Benefícios Observados e Relatos de Alunos:
Foco e Notas Melhoradas: Lívia de Souza Xavier, de 14 anos, aluna do
Ginásio Educacional Olímpico (GEO) Reverendo Martin Luther King, no Rio de
Janeiro, relata que a proibição a ajudou a se concentrar mais nos estudos,
resultando em melhores notas.
Melhora na Interação Social: Kamilly Luanny, também de 14 anos, da mesma
escola, destaca que os alunos tiveram que reaprender a conviver sem a mediação
dos celulares, resultando em maior interação e socialização.
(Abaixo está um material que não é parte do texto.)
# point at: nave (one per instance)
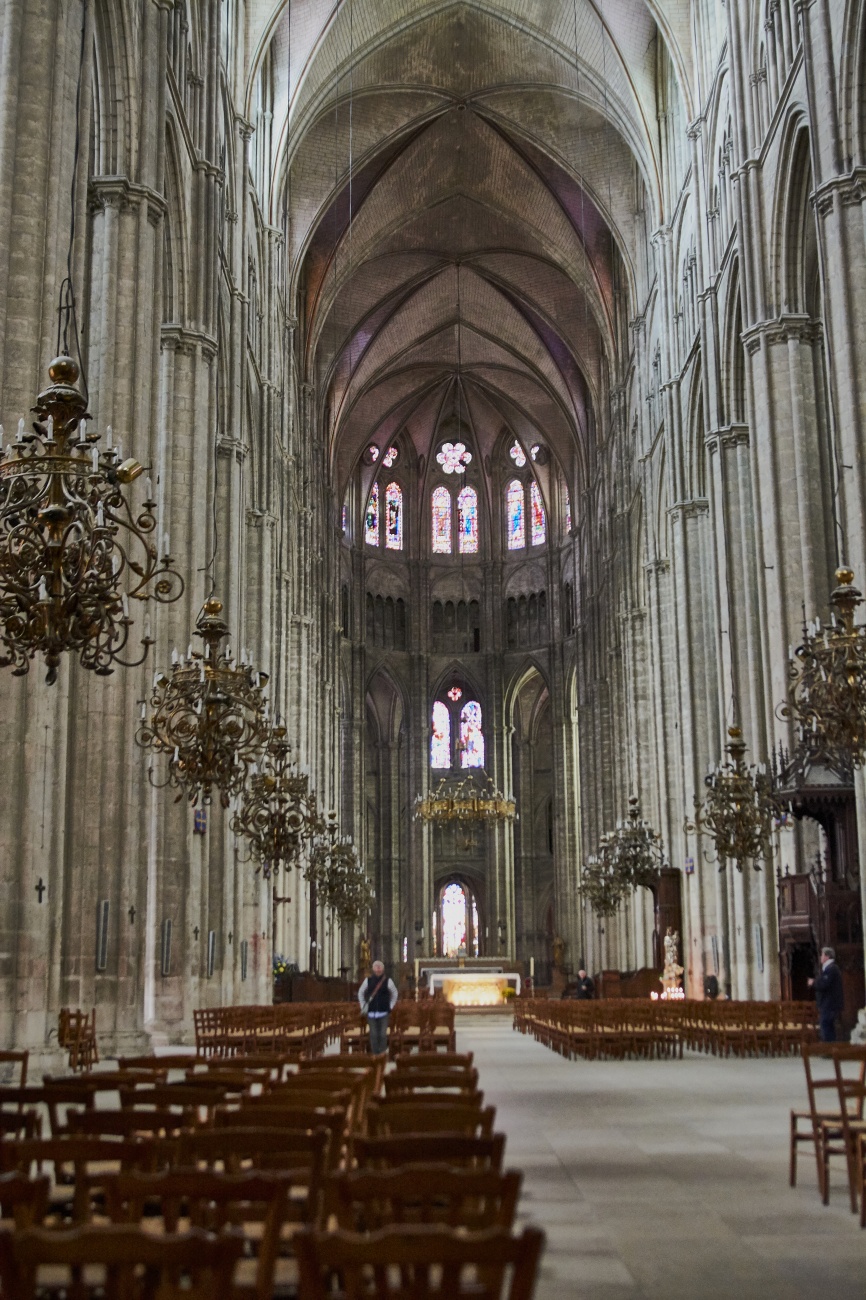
(665, 1179)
Redução do Cyberbullying: A diretora Fernanda, sem sobrenome
especificado, de uma escola não identificada, afirma que a lei proporcionou
respaldo para a aplicação do regimento escolar e contribuiu para a diminuição
de casos de cyberbullying.
O Papel Pioneiro do Rio de Janeiro:
O Rio de Janeiro se destacou como pioneiro na restrição, com um decreto municipal implementado em fevereiro de 2024, antes da lei nacional. Renan Ferreirinha, Secretário Municipal de Educação do Rio de Janeiro e relator da Lei 15.100/2025, defendeu a medida, citando o relatório da UNESCO sobre a "epidemia de distração" causada pelos celulares. Ele observa que, após um período de adaptação, as famílias e os professores acolheram a iniciativa, e os estudantes redescobriram a escola.
Desafios e Soluções Criativas:
Apesar dos benefícios, a adaptação não é universal. Alunos do Ensino Médio da Escola Estadual República da Argentina, em São Paulo, ainda expressam dificuldades em se desconectar, mencionando o "vício" e a necessidade de comunicação familiar. Contudo, eles reconhecem o maior foco nas aulas.
Em resposta, escolas como a EE República da Argentina e o GEO Reverendo Martin Luther King implementaram alternativas nos intervalos, como jogos de tabuleiro, atividades esportivas, música e salas de leitura, transformando o ambiente escolar e incentivando a interação presencial.
Próximos Passos e Pesquisas:
Renan Ferreirinha já propôs um projeto de lei para restringir o acesso de menores de 16 anos às redes sociais, visando proteger a infância e adolescência da ansiedade e depressão associadas ao uso excessivo.
Paralelamente, o Ministério da Educação (MEC), em parceria com o
Instituto Alana, iniciou uma pesquisa nacional em 8.189 escolas para avaliar o
impacto da Lei 15.100/2025, buscando entender as estratégias de implementação,
as transformações no cotidiano escolar e os desafios enfrentados. Os resultados
serão divulgados em um relatório técnico público, que servirá de base para
futuras decisões governamentais e o aprimoramento da política pública na
Estratégia Nacional das Escolas Conectadas (Enec).